Ursula K. Le Guin’in diyor ki; “Kırılanı, kırılmış olan onarır”.
Doğru elbet. Ama sanırım biraz eklentiye ya da açılıma veya içerik doldurmaya da ihtiyacı var bu dört kelimelik sözün.
“Kıran” cephesidir sözün öte yakada kalanı. Kırılmış, kırılanı onarırken, kıran ne haldedir acep. Kırdığından yana hâlinden memnun mudur? Yoksa bir özür için fırsat mı kollamaktadır kırdığından yana!
Sanırım sözün kilit noktası burasıdır. Kıran elbette kırdığının, döktüğünün farkında olup özüre gönüllü olarak rıza gösterecek ki, kırılan kırıldığı yerden kırılan her ne ise onarıp kıranı affetsin.

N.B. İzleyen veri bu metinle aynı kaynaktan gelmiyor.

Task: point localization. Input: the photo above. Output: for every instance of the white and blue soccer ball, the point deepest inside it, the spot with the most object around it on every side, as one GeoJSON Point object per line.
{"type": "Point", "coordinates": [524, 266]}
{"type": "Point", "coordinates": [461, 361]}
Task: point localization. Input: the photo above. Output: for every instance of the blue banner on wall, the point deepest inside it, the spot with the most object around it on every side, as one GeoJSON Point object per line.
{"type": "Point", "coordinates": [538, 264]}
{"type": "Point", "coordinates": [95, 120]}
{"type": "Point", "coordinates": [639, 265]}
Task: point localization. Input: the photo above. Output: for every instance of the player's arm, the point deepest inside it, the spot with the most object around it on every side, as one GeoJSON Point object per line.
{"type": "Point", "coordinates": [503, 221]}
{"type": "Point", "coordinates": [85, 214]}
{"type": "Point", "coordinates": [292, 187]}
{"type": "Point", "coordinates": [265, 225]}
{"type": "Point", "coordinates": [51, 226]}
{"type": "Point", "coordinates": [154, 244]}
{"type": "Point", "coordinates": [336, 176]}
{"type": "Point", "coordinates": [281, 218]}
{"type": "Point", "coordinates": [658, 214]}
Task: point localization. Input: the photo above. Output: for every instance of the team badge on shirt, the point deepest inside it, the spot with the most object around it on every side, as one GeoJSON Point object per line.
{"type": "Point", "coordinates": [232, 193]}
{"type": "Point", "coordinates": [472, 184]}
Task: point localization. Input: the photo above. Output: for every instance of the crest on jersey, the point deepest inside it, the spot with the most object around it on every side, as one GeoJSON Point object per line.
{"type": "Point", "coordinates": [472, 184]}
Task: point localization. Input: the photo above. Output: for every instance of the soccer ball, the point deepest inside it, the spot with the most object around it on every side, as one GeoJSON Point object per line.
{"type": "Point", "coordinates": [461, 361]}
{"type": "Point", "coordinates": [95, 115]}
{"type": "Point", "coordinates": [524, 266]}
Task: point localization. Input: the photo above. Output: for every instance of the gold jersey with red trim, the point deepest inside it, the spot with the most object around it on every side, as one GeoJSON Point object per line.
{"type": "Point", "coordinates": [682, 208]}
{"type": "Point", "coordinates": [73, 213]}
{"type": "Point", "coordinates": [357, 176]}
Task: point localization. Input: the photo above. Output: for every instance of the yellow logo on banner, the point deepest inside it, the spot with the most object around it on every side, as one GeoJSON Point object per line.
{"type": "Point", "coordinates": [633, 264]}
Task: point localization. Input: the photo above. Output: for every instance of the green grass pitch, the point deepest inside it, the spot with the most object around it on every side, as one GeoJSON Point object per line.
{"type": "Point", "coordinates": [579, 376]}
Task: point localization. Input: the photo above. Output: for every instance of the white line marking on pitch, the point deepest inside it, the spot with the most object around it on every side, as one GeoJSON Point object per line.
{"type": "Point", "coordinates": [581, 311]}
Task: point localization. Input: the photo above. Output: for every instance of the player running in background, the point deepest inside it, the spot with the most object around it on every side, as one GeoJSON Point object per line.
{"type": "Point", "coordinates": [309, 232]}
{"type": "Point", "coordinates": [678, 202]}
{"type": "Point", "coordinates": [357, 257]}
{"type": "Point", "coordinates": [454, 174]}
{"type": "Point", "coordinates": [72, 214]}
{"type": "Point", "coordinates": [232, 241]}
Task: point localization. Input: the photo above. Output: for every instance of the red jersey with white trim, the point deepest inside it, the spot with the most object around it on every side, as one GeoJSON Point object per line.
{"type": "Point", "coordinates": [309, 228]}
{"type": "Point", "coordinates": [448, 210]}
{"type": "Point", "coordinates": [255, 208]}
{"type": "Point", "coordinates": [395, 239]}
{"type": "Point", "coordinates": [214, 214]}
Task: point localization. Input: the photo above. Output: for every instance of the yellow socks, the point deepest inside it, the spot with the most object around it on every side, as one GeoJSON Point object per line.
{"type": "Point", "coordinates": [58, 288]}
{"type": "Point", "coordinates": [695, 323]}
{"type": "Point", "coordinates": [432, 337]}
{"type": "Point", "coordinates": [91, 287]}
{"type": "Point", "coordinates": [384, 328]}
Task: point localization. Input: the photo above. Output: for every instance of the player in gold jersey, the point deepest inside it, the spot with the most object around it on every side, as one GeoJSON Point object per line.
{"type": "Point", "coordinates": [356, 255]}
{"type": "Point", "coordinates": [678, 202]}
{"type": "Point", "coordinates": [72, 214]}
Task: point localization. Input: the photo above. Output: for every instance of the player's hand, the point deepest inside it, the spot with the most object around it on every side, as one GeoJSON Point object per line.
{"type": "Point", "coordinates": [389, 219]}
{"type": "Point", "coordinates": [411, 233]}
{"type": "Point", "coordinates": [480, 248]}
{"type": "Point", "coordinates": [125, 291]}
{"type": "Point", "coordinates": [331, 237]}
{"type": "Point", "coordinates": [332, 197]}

Bakın bu yazı korona virüs günlerinde tam 45 gündür “evde kal” denildiği için eve hapsolunmuş ve Diyarbakır göğünde sağanak halinde yağmur yağıyorken bir Mayıs günü öğlen saatlerinde yazılıyor.
Yazıya başlamadan hemen önce okudum haberi; DİSK Başkanı Arzu Çerkezoğlu bir grup arkadaşıyla “sosyal mesafe” kuralını da dikkate alarak İstanbul Taksim Meydanına 1 Mayıs Çelengini koymak üzere çıkmış. Anında yaka paça derdest edilip engellenmiş.
Hâl bu ki çok mu zor biraz tolerans. Sözün karşılık bulduğu hallerdeki gibi; “Biz vurulduk, biz kırıldık! Hangi dağda menevşeler göğerdi”.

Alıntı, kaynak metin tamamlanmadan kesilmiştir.